Member of Parliament for Richmond—Wolfe
- In office July 1930 – October 1935
- Preceded by: Edmund William Tobin
- Succeeded by: James Patrick Mullins

Personal details
- Born: 4 October 1879 Saint-Wenceslas, Quebec
- Died: 2 June 1945 (aged 65)
- Party: Conservative
- Spouse(s): Marie Blanche Pepin m. 21 October 1907
- Profession: physician

= François-Joseph Laflèche =

Canadian politician (1879–1945)

François-Joseph Laflèche (/fr/; 4 October 1879 – 2 June 1945) was a Conservative member of the House of Commons of Canada. He was born in Saint-Wenceslas, Quebec and became a physician, surgeon and pharmacist.

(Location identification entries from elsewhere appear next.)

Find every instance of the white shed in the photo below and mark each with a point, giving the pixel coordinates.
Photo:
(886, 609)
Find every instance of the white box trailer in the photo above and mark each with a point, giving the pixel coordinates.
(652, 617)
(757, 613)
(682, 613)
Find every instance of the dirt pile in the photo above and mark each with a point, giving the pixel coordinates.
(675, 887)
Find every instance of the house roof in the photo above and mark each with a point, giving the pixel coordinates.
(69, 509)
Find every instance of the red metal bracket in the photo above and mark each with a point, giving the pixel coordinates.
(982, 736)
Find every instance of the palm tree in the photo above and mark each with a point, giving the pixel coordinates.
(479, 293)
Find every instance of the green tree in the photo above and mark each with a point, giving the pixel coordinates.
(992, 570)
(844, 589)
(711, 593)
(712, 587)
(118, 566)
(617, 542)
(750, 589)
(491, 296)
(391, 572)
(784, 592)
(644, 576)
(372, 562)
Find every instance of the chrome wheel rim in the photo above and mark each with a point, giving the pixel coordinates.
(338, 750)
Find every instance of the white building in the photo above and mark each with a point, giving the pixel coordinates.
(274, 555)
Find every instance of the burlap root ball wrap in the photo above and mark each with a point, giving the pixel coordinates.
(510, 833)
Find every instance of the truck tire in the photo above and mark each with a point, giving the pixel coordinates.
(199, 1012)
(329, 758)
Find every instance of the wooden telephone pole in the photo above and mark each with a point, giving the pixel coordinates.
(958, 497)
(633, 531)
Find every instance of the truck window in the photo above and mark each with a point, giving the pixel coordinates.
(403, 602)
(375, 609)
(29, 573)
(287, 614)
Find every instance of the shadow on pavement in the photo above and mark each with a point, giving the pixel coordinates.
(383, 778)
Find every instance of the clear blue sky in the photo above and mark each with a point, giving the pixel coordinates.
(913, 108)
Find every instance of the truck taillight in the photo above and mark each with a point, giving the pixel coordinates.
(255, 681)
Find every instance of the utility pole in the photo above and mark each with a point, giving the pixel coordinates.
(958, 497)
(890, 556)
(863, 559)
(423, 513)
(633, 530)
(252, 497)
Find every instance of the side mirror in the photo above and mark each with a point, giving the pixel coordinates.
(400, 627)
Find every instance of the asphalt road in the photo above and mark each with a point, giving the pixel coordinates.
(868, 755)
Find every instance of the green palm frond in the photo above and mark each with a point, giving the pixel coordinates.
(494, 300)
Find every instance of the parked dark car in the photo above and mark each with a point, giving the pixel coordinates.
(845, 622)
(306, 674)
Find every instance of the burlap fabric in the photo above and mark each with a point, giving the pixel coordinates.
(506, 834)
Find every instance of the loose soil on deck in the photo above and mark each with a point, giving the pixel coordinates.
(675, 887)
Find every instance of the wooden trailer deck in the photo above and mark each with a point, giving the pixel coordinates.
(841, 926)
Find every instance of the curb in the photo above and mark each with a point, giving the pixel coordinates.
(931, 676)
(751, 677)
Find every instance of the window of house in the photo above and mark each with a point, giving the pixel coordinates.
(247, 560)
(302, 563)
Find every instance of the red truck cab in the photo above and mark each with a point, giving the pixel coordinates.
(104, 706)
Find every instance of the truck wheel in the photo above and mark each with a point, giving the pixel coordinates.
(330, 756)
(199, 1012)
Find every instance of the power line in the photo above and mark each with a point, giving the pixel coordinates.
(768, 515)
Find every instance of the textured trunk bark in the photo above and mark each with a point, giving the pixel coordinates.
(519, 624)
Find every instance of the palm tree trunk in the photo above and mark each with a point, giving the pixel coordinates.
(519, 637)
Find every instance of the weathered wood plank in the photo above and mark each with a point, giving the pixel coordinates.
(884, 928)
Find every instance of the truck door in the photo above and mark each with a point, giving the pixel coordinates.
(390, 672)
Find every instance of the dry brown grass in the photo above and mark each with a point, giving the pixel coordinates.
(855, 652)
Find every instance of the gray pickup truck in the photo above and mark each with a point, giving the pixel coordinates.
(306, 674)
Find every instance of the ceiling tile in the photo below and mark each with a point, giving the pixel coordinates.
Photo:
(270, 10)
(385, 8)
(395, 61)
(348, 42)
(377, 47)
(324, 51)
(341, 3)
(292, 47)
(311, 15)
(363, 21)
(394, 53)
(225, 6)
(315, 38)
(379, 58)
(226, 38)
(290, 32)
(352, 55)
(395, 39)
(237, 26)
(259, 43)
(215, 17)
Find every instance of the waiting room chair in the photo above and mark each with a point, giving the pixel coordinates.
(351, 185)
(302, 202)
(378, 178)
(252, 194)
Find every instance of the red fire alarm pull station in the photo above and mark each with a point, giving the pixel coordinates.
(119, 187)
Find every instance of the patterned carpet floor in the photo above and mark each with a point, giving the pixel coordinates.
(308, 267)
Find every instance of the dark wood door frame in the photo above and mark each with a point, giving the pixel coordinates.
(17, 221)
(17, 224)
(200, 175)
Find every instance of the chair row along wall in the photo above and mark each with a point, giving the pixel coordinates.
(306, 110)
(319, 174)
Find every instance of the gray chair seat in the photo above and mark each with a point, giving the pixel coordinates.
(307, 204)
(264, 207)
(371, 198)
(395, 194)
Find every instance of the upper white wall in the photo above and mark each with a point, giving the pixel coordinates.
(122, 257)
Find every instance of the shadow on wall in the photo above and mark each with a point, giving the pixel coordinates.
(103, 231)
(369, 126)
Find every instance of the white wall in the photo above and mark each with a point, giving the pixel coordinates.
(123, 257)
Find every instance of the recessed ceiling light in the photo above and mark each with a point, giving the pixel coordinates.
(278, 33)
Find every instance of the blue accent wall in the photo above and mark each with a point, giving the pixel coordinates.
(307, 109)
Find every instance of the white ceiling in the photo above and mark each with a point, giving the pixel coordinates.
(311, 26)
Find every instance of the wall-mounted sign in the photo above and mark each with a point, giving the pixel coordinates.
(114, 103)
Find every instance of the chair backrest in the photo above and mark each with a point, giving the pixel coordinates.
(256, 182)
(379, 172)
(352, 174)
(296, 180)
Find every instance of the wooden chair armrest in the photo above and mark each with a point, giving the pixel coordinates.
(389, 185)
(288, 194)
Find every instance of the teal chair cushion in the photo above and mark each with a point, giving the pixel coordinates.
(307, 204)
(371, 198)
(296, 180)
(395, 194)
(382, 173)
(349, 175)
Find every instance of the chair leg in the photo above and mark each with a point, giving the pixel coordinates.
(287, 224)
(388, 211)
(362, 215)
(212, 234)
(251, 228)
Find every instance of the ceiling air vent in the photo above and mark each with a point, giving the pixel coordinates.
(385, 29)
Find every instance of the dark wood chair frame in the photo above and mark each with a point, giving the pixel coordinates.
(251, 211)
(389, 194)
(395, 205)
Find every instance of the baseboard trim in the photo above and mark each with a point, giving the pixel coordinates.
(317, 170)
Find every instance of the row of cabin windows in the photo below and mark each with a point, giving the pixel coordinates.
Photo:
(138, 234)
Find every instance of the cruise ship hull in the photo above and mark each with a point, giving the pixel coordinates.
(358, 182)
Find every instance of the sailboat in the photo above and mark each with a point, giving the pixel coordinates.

Laflèche was educated at the Nicolet Seminary, then at school in Trois-Rivières. He earned his Bachelor of Arts degree at the Séminaire de Sherbrooke. He was also licensed for medical practice in the American state of Maine.

He was elected to Parliament at the Richmond—Wolfe riding in the 1930 general election. After serving his only term, the 17th Canadian Parliament, Laflèche was defeated by James Patrick Mullins of the Liberals in the 1935 federal election.

In 1934, Laflèche proposed a motion to legally require Canadian voters to cast a ballot at federal elections at a time when Australia and South Africa had already enacted compulsory voting laws.